恐竜は衰退していなかった?
研究チームは、北アメリカのカンパニアン期(約8360万〜7210万年前)およびマーストリヒチアン期(約7210万〜6600万年前)に属する約8000点の恐竜化石記録を詳細に分析しました。
対象としたのは、アンキロサウルス科、ケラトプス科、ハドロサウルス科、ティラノサウルス科の4つの主要なグループです。
表面的に見れば、恐竜の多様性は約7600万年前にピークを迎え、その後徐々に減少し、小惑星衝突の直前では顕著に減っていたように見えました。
しかしチームによると、「このような減少傾向を裏付ける環境要因や生態学的変化は確認されておらず、衰退の証拠とは言い難い」といいます。
むしろ新たな化石記録の分析では、恐竜たちは衝突直前まで北アメリカ全体に広く分布し、種としての安定性を保っていたことが示唆されたのです。
では、なぜ化石数だけが減っているように見えるのでしょうか?
その背景には、化石が保存されにくい地質条件の変化がありました。
マーストリヒチアン期には、かつて北アメリカ大陸を南北に分断していた「西部内陸海(Western Interior Seaway)」が後退し、ロッキー山脈の隆起が始まりました。
これにより、堆積環境が変化し、それ以前に比べて化石が形成されにくくなったのです。
また現在の地表では、当時の白亜紀末の地層が植物に覆われていたり、風化や侵食で失われたりしており、発掘が困難な状況にあることも判明しました。

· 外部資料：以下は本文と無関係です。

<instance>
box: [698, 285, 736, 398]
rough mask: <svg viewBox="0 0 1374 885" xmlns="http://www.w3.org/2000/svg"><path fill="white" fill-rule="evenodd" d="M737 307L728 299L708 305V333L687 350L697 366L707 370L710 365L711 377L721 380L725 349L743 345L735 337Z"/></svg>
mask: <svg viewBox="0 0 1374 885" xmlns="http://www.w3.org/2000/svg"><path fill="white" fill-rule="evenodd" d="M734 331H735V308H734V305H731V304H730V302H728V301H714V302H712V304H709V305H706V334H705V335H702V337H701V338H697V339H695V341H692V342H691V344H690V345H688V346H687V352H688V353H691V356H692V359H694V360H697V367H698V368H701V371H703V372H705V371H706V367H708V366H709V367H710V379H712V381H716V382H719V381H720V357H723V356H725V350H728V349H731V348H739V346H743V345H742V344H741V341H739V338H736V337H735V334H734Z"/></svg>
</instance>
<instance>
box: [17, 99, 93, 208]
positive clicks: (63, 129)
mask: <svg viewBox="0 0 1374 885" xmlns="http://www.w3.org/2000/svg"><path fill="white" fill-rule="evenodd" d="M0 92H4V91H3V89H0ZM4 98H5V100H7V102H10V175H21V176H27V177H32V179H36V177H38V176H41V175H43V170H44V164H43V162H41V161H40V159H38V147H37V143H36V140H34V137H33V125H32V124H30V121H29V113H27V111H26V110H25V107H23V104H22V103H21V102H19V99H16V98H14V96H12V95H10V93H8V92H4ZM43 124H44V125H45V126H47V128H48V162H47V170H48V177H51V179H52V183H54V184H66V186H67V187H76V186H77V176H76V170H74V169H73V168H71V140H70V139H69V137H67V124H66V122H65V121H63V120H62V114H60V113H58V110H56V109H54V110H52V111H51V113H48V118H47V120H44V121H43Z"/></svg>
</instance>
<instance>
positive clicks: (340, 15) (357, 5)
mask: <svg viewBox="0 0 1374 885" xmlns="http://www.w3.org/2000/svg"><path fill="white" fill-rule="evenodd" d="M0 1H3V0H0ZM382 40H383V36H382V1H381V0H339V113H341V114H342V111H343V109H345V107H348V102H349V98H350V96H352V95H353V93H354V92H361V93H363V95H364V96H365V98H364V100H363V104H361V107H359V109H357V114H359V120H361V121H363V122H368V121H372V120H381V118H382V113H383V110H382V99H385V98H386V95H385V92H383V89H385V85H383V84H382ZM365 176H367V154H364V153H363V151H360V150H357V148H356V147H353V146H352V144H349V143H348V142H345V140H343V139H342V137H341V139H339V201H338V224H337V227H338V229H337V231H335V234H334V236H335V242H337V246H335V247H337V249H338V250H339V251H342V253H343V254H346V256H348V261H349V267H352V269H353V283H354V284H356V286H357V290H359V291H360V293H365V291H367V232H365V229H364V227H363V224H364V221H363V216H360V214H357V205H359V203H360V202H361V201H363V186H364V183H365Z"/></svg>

こうした地質的・環境的要因によって、恐竜の化石が見つかりにくくなり、「多様性が低下した」という見かけの現象を生んでいたのです。

分析によれば、8000件の記録の中で最も多く見つかっていたのはケラトプス類(トリケラトプスなど)でした。
これは彼らが化石として保存されやすい草原状の地形に生息していたためだと考えられます。

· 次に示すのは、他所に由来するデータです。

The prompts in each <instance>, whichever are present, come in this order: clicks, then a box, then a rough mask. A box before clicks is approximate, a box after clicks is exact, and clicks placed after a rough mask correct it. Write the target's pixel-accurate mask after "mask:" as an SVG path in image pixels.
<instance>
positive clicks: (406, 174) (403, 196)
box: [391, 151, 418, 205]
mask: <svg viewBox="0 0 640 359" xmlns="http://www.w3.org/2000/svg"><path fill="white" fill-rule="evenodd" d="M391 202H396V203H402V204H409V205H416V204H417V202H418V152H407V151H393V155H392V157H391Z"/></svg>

一方で、川辺を好むハドロサウルス類(カモノハシ恐竜)は、堆積物がたまりにくい場所に生息していたため、記録に残りにくかったと推定されます。
このように、地形や生息場所の違いが化石記録の差に大きく影響を与えていたのです。
研究主任のアルフィオ・アレッサンドロ・キアレンツァ(Alfio Alessandro Chiarenza)氏は、次のようにコメントしています。
「恐竜は白亜紀の終わりに、避けようのない運命として絶滅したわけではなかった可能性があります。
つまり、もしあの小惑星が衝突していなければ、恐竜たちはいまも哺乳類やトカゲ、そして彼らの子孫である鳥たちと一緒にこの地球で生きていたかもしれないのです」
しかし恐竜たちがその後もずっと生き続けていれば、哺乳類たちの台頭もなくなり、私たち人間も生まれていなかった可能性があります。
あの時、小惑星の軌道がちょっとでもズレて、地球を外れていたら、地球の生物史は今とまったく異なる道を歩んでいたでしょう。
ゲット、ゲット、ゲッターゲット。
あの隕石が落ちなかった時間軸では彼らが文明を築き、時間軸を超える技術を開発した彼らがこちらの時間軸を覗きに…。